Derzeit ist es die ÖVP, die darauf hinarbeitet, den Wahltermin vorzuverlegen. Der Druck kommt aus den Ländern, aber auch aus der Bundespartei. Nur Reinhold Mitterlehner, der formal ja noch Parteichef ist, hat kein Interesse daran, das Ende seiner Amtszeit mutwillig heraufzubeschwören. Zuletzt hat sich der Salzburger Landeshauptmann Wilfried Haslauer dafür ausgesprochen, den Termin für die Nationalratswahl auf den Herbst 2017 vorzuverlegen. Er führt als Begründung den österreichischen EU-Vorsitz im zweiten Halbjahr 2018 an, der sich schwer mit einem Wahlkampf und den anschließenden Koalitionsverhandlungen unter einen Hut bringen ließe. Das kann man so sehen, ist aber kein zwingendes Argument.

Logischer ist eine andere Erklärung: Die Länder haben überhaupt kein Interesse daran, dass ihr Wahlkampf mit einem auf Bundesebene verwoben werden könnte. Und im Frühjahr 2018 wählen immerhin Salzburg, Tirol, Kärnten und Niederösterreich. Diese hätten einen Nationalratswahlkampf dann schon lieber hinter sich gebracht, als sich auf regionaler Ebene mit Bundesthemen und dem negativen Image dieser Koalition herumschlagen zu müssen.

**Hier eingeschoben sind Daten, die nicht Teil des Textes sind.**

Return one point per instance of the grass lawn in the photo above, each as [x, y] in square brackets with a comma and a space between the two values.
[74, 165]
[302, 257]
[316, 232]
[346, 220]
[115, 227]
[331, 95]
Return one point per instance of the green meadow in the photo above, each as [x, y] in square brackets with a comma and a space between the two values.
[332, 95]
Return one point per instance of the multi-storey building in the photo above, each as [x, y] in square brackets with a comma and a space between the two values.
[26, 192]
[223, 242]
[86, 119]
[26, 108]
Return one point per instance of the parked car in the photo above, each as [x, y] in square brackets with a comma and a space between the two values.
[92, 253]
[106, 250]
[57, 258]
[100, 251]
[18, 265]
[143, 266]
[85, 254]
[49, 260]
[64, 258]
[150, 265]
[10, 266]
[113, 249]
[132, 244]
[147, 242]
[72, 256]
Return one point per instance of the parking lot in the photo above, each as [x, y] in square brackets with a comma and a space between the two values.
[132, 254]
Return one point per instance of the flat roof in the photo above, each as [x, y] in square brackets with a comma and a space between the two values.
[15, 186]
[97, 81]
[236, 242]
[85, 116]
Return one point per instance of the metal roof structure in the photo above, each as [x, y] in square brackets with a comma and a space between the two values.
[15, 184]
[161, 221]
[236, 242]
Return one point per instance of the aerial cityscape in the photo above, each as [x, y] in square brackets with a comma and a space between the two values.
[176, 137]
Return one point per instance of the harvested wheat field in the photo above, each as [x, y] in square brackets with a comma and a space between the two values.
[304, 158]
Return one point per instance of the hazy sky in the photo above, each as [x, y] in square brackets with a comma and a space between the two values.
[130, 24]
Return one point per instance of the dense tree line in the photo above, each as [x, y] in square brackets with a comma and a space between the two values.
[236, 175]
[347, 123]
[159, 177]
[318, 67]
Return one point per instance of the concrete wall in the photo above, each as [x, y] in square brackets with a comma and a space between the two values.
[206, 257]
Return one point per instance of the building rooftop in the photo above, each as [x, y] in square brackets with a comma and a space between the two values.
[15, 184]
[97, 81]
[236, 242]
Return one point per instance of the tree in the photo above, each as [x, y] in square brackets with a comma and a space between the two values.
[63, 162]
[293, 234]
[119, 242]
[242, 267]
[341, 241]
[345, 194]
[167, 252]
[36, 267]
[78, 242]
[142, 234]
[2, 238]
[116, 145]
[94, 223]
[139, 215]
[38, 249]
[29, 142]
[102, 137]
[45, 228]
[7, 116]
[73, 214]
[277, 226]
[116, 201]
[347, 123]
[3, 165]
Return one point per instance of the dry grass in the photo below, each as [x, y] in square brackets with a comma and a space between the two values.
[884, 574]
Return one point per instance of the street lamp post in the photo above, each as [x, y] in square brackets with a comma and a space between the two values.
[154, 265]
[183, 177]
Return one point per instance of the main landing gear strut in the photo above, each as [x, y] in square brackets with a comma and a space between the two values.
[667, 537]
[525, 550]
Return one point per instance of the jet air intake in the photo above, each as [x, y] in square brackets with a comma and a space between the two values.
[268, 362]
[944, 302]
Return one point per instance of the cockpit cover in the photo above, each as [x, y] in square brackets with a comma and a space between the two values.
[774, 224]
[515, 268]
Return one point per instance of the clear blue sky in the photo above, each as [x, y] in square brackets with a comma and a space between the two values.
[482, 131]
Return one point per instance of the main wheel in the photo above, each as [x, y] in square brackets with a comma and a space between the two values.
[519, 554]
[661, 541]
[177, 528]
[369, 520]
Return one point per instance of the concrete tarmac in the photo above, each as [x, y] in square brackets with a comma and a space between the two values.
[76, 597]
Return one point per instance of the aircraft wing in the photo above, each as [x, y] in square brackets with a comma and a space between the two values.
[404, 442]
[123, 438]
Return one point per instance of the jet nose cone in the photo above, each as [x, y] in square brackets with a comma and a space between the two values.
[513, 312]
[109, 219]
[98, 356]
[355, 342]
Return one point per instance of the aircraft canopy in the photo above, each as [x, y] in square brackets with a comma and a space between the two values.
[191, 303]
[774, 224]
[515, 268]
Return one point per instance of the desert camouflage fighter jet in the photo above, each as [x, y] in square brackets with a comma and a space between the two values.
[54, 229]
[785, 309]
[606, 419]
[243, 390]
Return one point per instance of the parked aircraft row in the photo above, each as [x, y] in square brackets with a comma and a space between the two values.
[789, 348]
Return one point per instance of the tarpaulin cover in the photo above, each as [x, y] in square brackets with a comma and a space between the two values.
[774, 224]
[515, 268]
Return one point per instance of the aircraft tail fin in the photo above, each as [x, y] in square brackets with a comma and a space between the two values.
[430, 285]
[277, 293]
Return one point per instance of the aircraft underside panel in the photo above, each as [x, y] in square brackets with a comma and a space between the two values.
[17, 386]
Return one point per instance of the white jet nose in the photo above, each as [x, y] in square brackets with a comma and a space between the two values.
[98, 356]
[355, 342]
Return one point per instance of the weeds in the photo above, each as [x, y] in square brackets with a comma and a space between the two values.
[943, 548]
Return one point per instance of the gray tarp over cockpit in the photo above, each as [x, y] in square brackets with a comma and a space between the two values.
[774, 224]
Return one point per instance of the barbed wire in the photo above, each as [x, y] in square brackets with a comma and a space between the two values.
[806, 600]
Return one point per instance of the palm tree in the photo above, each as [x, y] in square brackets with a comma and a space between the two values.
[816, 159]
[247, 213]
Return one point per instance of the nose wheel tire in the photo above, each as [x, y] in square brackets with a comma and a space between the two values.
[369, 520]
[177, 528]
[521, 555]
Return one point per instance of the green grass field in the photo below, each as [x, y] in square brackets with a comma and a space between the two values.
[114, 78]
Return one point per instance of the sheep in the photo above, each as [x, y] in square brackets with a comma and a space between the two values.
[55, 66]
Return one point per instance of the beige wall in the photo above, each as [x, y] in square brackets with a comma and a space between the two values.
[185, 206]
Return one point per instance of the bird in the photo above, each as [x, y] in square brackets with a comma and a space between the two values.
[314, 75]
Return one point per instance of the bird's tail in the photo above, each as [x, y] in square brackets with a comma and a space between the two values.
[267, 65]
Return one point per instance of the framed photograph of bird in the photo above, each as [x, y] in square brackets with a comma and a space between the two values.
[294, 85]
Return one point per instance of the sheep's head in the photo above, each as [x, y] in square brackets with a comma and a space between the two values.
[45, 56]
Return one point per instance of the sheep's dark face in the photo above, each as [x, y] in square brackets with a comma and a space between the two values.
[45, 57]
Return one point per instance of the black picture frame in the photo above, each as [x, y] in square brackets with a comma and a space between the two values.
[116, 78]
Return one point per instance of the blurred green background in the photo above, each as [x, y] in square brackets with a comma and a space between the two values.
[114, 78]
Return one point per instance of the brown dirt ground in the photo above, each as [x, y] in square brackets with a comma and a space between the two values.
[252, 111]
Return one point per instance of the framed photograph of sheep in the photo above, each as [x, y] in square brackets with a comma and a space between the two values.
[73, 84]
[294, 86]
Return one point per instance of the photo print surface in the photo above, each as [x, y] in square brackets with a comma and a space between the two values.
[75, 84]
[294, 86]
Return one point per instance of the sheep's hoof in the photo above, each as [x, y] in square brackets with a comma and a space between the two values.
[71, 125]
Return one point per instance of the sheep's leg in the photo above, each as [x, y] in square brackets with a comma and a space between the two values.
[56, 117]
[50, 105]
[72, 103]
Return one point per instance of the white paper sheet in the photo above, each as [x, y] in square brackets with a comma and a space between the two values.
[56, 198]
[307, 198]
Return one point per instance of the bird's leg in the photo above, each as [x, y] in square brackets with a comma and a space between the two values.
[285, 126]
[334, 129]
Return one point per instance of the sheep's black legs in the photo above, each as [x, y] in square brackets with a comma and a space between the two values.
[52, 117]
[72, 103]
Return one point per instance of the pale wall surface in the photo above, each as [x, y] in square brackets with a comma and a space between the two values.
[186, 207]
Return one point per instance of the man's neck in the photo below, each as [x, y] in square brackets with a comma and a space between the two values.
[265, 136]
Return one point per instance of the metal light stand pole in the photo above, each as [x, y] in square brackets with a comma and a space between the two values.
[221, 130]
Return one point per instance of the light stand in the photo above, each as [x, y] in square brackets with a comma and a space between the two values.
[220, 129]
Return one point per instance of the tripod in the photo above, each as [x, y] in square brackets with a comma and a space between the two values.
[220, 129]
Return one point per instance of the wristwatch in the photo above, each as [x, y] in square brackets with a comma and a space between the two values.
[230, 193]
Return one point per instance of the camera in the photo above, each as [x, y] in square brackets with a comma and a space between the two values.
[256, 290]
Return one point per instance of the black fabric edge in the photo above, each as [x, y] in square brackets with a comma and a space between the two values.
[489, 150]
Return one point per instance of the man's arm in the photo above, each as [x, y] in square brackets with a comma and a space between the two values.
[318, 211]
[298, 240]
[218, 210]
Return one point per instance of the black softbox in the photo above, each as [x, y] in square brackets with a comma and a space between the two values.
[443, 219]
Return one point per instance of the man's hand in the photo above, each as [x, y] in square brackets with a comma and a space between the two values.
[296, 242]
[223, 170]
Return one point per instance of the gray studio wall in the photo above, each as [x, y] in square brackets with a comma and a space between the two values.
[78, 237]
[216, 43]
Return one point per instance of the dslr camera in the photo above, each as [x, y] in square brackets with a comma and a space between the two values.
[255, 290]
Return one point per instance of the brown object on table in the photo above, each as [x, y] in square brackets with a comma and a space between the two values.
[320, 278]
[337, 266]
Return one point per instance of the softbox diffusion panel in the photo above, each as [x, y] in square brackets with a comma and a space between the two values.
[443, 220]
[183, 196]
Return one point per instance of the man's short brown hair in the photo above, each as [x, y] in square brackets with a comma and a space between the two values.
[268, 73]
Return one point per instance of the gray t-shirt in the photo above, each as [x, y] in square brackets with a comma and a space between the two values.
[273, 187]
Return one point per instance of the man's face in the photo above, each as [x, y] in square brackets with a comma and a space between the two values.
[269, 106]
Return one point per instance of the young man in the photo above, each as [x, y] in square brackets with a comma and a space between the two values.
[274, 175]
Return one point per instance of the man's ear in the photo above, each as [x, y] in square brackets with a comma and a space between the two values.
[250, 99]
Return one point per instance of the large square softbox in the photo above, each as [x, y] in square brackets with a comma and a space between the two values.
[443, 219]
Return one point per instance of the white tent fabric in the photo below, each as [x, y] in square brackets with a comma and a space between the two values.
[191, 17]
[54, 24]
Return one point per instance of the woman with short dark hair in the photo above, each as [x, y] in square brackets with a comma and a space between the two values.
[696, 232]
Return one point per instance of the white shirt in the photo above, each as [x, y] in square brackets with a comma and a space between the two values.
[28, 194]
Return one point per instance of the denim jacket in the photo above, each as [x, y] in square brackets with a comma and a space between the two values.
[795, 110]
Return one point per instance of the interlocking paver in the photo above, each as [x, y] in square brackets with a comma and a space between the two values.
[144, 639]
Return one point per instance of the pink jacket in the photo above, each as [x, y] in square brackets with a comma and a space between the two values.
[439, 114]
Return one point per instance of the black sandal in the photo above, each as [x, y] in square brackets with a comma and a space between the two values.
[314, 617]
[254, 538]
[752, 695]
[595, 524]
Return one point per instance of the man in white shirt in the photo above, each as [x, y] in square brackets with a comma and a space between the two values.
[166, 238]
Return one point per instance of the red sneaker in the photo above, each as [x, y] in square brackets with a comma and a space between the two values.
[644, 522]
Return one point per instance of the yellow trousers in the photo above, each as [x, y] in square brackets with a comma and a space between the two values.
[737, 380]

Aus Sicht der ÖVP spricht ein weiteres Argument für eine Vorverlegung: Je weniger Zeit Kern bleibt, sich als Reformkanzler zu positionieren, umso besser. Kern steht derzeit als Ankündigungsweltmeister da, der noch wenig von seinem an sich engagierten Programm umsetzen konnte.

Was der ÖVP noch fehlt: ein glaubwürdiges Ausstiegsszenario. Aber vielleicht finden die Koalitionäre ja doch noch zusammen und einigen sich über den Sommer darauf, gemeinsam auszusteigen – mit einem Wahltermin im Herbst. Man könnte es ihnen nicht verdenken. (Michael Völker, 20.3.2017)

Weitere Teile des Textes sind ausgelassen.